Abstract

In 1994, four stations in the southern North Sea, the German Bight and the Skagerrak were visited with the aim to get insight into spatial and temporal variation in the supply of fresh organic matter to the benthos and its subsequent metabolic reaction. Stations were chosen on the basis of differences in sediment type, depth and depositional regime. Sediments were sampled, sliced and analysed for phytopigments, fatty acids and nucleic acids. On-deck sediment core incubations provided the sediment oxygen demand (SOD). Fatty acids as well as chlorophylla indicated a seasonal variation of phytodetritus sedimentation, with highest values in May, reflecting the spring bloom sedimentation.
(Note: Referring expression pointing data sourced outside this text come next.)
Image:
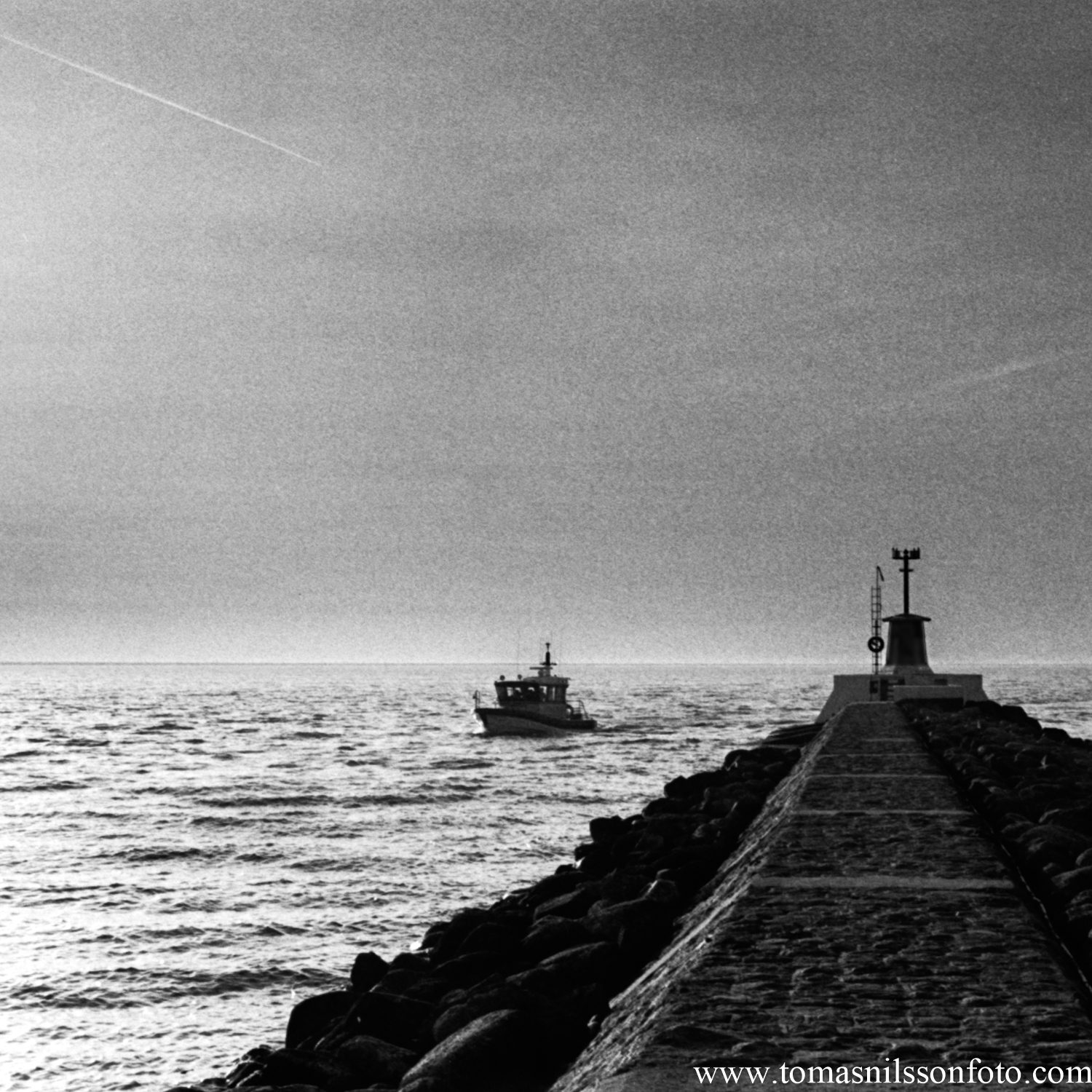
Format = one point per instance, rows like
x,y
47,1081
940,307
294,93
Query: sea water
x,y
188,850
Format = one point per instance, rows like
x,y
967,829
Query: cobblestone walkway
x,y
866,917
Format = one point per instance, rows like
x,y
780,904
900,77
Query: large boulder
x,y
400,1020
312,1016
606,921
301,1067
601,962
373,1061
553,935
474,1054
367,970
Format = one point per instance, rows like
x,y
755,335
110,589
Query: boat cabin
x,y
544,688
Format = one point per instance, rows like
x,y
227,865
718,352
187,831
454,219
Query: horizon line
x,y
486,663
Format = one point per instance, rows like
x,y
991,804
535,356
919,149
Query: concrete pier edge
x,y
724,993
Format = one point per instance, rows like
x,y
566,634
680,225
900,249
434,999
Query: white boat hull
x,y
502,722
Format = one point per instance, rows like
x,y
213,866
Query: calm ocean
x,y
188,850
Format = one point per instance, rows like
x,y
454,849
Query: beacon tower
x,y
906,674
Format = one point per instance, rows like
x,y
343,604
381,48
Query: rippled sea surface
x,y
187,850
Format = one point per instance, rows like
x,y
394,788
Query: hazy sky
x,y
646,325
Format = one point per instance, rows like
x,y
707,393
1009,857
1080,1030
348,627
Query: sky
x,y
649,328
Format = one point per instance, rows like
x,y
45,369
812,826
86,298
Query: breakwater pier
x,y
869,915
884,900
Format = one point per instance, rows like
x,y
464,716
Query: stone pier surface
x,y
867,915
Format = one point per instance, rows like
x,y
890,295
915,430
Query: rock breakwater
x,y
506,997
1033,786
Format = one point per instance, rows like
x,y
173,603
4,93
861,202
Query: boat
x,y
535,705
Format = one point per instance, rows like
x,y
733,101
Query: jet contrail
x,y
157,98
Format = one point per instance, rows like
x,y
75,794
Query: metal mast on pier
x,y
876,641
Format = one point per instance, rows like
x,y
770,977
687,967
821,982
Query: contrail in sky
x,y
157,98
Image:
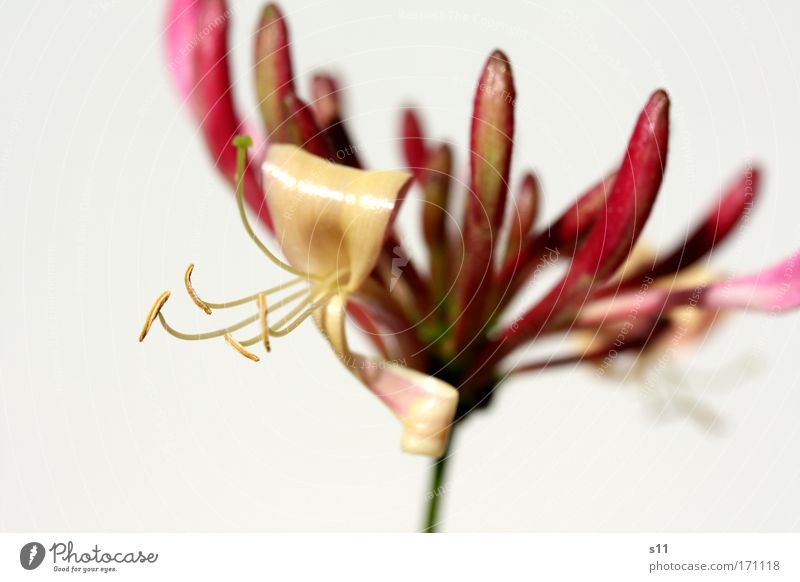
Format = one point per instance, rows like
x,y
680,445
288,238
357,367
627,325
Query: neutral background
x,y
107,194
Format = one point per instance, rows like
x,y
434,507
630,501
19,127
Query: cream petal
x,y
329,217
425,405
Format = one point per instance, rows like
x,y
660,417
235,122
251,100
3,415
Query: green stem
x,y
436,490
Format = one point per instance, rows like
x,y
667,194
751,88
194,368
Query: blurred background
x,y
107,195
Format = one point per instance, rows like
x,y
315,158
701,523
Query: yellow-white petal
x,y
329,217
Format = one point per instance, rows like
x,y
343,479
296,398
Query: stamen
x,y
241,143
209,334
155,311
187,280
261,300
238,347
300,318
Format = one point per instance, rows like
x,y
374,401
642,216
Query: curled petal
x,y
730,210
213,102
413,141
775,289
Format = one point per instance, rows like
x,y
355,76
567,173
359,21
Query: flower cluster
x,y
443,330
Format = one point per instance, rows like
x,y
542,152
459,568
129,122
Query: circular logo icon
x,y
31,555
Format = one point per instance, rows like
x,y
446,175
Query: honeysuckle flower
x,y
331,222
449,322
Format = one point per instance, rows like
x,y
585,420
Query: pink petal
x,y
273,70
491,140
774,289
181,39
328,113
413,142
719,223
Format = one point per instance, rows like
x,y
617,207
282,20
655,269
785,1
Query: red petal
x,y
614,233
413,142
491,140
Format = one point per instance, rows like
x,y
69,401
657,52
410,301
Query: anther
x,y
261,300
239,348
154,311
187,280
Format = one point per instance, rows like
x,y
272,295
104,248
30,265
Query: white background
x,y
107,194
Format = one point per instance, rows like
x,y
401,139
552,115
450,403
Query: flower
x,y
450,322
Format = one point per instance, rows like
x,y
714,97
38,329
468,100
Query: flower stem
x,y
436,491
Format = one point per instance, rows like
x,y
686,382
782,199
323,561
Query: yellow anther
x,y
239,348
187,280
154,311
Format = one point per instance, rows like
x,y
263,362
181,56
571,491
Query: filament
x,y
239,348
209,334
261,301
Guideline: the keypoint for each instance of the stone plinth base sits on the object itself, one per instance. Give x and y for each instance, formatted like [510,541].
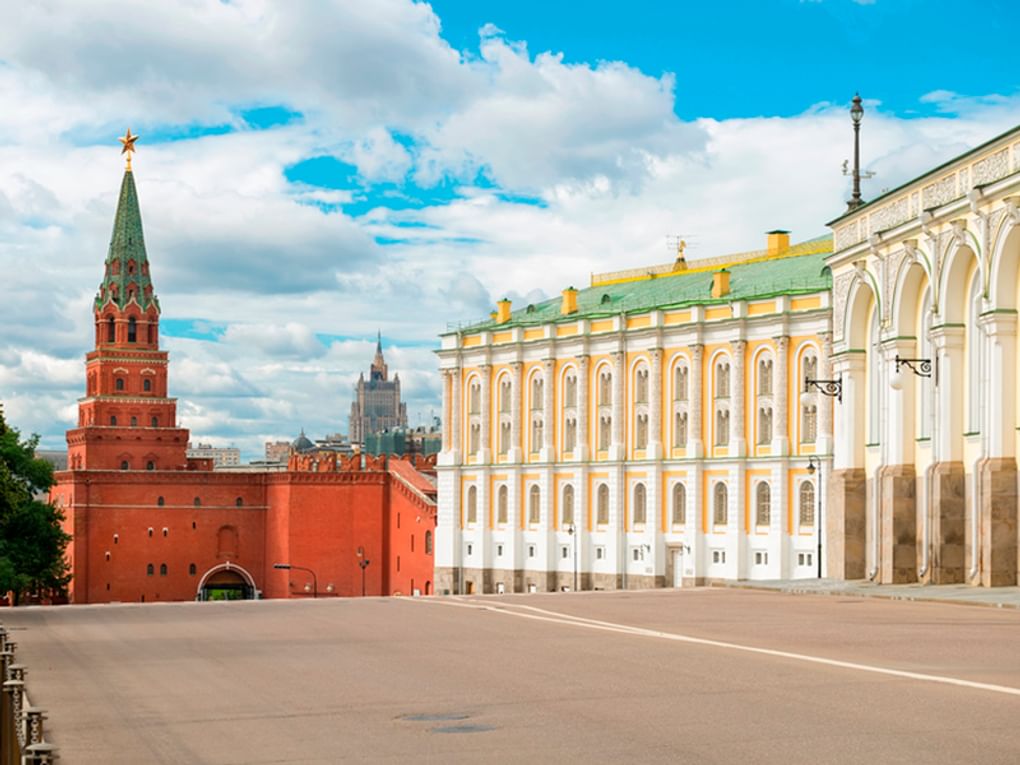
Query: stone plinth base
[845,524]
[998,521]
[948,523]
[898,525]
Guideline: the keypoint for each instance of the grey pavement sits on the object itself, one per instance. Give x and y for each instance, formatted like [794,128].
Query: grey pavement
[701,675]
[959,594]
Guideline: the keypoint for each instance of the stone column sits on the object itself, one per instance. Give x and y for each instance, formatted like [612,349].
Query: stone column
[548,413]
[654,450]
[949,489]
[846,516]
[455,427]
[737,438]
[617,449]
[447,410]
[515,399]
[486,455]
[825,404]
[998,521]
[696,446]
[582,451]
[780,427]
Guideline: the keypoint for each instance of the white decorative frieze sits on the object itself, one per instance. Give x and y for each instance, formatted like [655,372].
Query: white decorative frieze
[992,167]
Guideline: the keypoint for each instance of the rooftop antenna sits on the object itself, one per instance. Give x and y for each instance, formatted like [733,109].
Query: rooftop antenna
[856,114]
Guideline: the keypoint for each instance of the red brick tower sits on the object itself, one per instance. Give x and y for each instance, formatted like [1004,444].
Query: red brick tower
[125,420]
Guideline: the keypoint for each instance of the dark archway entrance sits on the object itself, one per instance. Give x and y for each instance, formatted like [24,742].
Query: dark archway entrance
[226,583]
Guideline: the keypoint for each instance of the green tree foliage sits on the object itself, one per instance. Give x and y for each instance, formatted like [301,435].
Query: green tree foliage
[33,544]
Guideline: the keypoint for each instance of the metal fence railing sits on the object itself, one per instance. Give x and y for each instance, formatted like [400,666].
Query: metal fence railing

The two stations in the depositional areas German Bight and Skagerrak had the highest input of algal detritus into the sediment. These stations also contained higher concentrations of bacterial and long-chain fatty acids, probably related to the relatively higher proportion of fine particles in the sediment and to the input of terrestrial organic matter and/or refractory marine organic matter, respectively.The metabolic indices, viz. the SOD and the RNA concentrations reflected the benthic metabolic reaction to the labile organic matter supply. The three stations in the southern and south-eastern North Sea had a SOD congruent with the phytodetrital inventories, with highest SOD measured at the German Bight. Surprisingly, the Skagerrak sediment did not have a high oxygen demand, although it contained the highest inventory of labile organic matter and high RNA concentrations. The fluxes of carbon to the sediment at station SK, calculated from the chlorophylla inventory, were about four times higher than the sediment oxygen demand. We hypothesise two mechanisms for this discrepancy; one is the decreased mineralisation rate of labile organic matter due to sorption to clayey sediment particles, the other is advection of labile organic matter from the shallower coastal waters of northern Denmark to and subsequent removal from the deeper Skagerrak sediments by periodically occurring high near-bottom water currents.